# alfine 11 shifter . . .lemon ??



## T mon T (Aug 7, 2007)

say. i have been playing around with a drop-bar set-up for a alfine 11. i was so happy with my progress, i deceided to pull the trigger. 

BUT, my shifter arrives, and it feels like utter garbage. i was using an old xt 8 spd trigger shifter in my mock-ups, but the alfine feels like sora in comparision, maybe worse, strike that, DEFINITELY worse !!. mind you, this is not yet on the bike, just futzing around with the thing. 

so if ya can, please lemme know of yer experiences:

1. what is your overall impression of the alfine 11 shifter quality ?? compare to a known ??

2. how many gears if this thing supposed to give you in one sweep ?? thus far, it appears only two ??

very very disappointed. there is NO comparing this shifter to my old xt 8 spd. is it maybe just a lemon individual unit ??

thanx


----------



## Pinchphlat (Feb 27, 2009)

I have the Alfine 11 shifter, but not the hub as yet (due in about a week). However my impression of the shifter is not as negative when mucking around with it. The movements seem smooth, and the indexing noticeable. I have a set of 2009 xt 9 speed shifters, and the alfine shifter seems to be no different in its performance.

The alfine 11 shifter has a two sweep maximum indexing, with a two way release (i.e. index or thumb activated).

When I build the hub into my bike in the near future, I may be able to give a better judgement of the shifting.


----------



## xJAHx (Oct 28, 2006)

Of what shifter are you speaking? You mention a drop-bar setup, which would be a 23.8 OD bar vs the standard 22.2 OD bar that the mountain shifter would fit. If you are talking about the Shimano shifter, what drop bar are you using? Have you considered the Versa VRS-11?


----------



## T mon T (Aug 7, 2007)

i am speaking of the alfine 11 trigger shifter. there is only one that i know of available from shimano. 

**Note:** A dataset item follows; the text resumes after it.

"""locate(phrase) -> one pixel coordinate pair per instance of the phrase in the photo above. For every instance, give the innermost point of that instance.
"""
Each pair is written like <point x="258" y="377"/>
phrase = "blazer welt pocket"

the versa's will not work for me. i am using the alfine set-up on a SS as a way to increase its versatility. i do not want the sti-lever up there when the bike is in SS mode.

i am working fabricating a mount for the standard shimano shifter, that will allow it to be used on a standard drop bar ( any drop bar ). it will be easy-on-easy-off, and work great, i think. 

my question is related to user's all-around experience with the alfine 11 trigger shifter - the one i received feels very balky, and "clunky", and frankly cheap - as compared to the old 8spd XT trigger i had been using as a mock-up during fabrication.


----------



## presslab (Jan 5, 2007)

My Alfine 11 shifter is fantastic. Shifts are positive and smooth.


----------